Sie habe zwar versucht dies zu berichtigen, sagt Bearth, doch habe ihr die Fehldarstellung dennoch einige erboste Kommentare eingebracht: Sie sei von der Chemieindustrie bezahlt und angestellt, um der Bevölkerung giftige Chemikalien schmackhaft zu machen. «Es ist zwar schön, wenn unsere Arbeit gelesen wird, aber damals habe ich auch erfahren, dass manche Leute aus den Resultaten das machen, was sie eben machen möchten.» Diskutieren und Kommentieren bringe in diesem Fall wenig.
Beleidigende Kommentare
Erfahrung mit unsachlichen Kommentaren haben die meisten Forschenden und oft ignorieren sie solche Beiträge einfach. Doch in seltenen Fällen können solche Kommentare beleidigend sein, wie auch die St. Galler Ökonomin Monika Bütler erlebt hat. Zu Beginn der Pandemie hatte sie auf die Wirksamkeit von Massnahmen hingewiesen, unter anderem der Maskentragpflicht, und diese Tweets wurden in den Medien aufgegriffen. Nun wurde ihr in Kommentaren vorgeworfen, dass sie die psychologischen Folgen der Massnahmen zur Begrenzung der Pandemie leugne. «Ich wurde zum Beispiel immer wieder von den gleichen Leuten als Suizidleugnerin bezeichnet» so Bütler. «Bei solchen wiederholten, persönlichen Angriffen habe ich begonnen die Accounts zu blocken.»

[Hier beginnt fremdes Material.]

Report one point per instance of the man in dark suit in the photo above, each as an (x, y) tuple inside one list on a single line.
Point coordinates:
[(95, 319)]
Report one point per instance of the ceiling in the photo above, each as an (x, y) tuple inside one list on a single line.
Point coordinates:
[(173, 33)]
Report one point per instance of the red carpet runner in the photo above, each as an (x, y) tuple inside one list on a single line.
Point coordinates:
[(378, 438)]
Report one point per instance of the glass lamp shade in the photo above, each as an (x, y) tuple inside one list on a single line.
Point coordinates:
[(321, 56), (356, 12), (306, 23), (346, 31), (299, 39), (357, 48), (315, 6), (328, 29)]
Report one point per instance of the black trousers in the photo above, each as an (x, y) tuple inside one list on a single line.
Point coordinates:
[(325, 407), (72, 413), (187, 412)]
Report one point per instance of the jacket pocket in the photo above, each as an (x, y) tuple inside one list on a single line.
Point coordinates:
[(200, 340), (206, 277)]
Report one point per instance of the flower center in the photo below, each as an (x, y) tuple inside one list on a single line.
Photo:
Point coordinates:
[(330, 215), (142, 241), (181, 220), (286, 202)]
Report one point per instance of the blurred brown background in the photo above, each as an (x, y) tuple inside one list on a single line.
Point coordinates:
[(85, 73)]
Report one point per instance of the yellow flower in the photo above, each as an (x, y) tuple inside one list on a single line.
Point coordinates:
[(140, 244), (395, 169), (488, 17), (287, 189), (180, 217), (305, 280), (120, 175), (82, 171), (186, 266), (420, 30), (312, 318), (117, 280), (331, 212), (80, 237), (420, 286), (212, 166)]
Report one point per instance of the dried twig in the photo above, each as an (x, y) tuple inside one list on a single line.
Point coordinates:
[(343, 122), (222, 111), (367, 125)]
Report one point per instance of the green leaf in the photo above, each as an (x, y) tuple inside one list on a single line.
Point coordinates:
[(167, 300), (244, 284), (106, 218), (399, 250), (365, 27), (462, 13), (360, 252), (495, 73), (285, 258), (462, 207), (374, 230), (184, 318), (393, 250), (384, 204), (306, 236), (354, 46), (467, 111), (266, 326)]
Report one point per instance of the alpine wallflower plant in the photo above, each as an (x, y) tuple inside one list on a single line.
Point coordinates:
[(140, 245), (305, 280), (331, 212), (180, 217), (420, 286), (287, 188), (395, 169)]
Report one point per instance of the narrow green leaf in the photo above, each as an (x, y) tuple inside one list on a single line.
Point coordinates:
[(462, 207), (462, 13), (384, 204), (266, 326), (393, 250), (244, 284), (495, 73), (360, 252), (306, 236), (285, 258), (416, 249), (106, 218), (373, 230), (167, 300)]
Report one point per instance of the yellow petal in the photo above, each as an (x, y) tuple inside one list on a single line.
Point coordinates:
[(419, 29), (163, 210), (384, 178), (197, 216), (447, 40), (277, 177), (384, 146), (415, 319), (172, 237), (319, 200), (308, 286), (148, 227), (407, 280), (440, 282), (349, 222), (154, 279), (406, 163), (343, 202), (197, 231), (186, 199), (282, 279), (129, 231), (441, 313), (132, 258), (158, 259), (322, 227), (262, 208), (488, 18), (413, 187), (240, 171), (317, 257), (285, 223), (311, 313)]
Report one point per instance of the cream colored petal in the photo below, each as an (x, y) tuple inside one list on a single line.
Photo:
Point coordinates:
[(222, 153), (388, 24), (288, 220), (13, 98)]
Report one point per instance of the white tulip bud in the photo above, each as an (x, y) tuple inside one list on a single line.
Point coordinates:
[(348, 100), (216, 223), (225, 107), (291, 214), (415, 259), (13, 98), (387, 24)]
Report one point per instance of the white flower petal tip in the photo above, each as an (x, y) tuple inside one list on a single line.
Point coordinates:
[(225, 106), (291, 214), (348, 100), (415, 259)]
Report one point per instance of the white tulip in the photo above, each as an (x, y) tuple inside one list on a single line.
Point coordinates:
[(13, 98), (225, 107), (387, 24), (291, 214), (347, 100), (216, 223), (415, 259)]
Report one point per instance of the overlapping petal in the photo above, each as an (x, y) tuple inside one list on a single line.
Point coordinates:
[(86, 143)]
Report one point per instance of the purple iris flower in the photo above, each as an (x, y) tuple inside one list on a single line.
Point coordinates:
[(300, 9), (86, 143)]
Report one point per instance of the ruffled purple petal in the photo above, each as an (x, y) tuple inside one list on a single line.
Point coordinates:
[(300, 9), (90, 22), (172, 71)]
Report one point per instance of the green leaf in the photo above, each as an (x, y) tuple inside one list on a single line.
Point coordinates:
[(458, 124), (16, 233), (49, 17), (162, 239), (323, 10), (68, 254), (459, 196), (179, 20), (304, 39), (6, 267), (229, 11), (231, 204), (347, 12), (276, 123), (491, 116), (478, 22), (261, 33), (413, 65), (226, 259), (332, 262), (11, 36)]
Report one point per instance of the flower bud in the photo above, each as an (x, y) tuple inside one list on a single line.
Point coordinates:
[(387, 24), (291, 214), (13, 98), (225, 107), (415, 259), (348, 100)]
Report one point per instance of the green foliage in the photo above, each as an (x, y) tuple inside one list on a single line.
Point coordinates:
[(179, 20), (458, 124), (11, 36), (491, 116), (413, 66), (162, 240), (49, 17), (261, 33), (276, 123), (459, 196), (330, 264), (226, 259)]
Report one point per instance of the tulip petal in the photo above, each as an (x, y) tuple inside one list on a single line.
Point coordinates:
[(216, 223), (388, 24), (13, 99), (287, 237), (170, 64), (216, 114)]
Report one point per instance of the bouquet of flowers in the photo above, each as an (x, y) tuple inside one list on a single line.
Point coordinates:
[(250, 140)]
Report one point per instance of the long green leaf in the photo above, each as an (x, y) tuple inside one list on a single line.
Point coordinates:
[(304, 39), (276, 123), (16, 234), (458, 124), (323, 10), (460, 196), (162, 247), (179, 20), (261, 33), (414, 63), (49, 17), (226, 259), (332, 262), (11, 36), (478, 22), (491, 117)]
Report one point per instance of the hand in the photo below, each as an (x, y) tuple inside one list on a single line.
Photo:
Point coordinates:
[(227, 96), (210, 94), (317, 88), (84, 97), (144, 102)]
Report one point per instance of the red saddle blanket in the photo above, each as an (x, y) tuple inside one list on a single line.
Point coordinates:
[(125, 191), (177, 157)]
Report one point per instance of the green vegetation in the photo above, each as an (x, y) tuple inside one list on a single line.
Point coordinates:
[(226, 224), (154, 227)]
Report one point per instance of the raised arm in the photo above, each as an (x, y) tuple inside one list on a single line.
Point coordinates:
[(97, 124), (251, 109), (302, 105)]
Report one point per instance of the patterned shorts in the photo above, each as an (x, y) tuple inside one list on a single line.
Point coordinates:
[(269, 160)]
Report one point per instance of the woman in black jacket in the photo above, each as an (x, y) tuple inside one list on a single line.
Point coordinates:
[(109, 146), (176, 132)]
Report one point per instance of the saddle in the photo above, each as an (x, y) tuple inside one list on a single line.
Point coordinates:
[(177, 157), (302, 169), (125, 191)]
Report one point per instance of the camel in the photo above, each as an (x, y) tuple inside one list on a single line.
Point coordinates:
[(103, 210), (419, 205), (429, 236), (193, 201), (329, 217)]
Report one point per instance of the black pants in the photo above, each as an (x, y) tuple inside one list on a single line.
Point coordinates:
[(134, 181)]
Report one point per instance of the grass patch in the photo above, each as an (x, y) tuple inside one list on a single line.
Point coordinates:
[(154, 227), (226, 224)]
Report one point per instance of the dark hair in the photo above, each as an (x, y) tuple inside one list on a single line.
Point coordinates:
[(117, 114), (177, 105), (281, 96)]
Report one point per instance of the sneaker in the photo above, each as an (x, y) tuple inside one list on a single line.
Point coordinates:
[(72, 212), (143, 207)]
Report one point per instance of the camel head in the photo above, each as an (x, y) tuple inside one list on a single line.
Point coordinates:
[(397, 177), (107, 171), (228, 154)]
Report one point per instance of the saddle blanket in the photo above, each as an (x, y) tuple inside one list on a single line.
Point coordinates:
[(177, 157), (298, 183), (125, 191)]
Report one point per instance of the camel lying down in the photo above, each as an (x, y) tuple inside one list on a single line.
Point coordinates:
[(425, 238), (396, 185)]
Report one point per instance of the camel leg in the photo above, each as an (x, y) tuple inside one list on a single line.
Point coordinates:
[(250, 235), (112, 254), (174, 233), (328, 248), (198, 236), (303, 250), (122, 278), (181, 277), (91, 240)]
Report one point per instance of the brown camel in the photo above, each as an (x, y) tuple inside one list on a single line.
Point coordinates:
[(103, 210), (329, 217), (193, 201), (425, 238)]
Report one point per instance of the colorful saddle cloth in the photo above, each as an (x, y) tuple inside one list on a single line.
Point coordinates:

Es gebe bestimmte Themen, bei denen solche Angriffe häufiger vorkämen, sagt die Silke Fürst von der Universität Zürich, die die öffentliche Kommunikation von Hochschulen erforscht. «Ein Beispiel ist die Genderforschung.» Neben dem Blocken, Stummschalten, vorsichtigeren Formulieren oder Kontern könne es helfen, wenn sich andere Forschende in eine Diskussion einmischten und einer angegriffenen Person so den Rücken stärkten, so Fürst.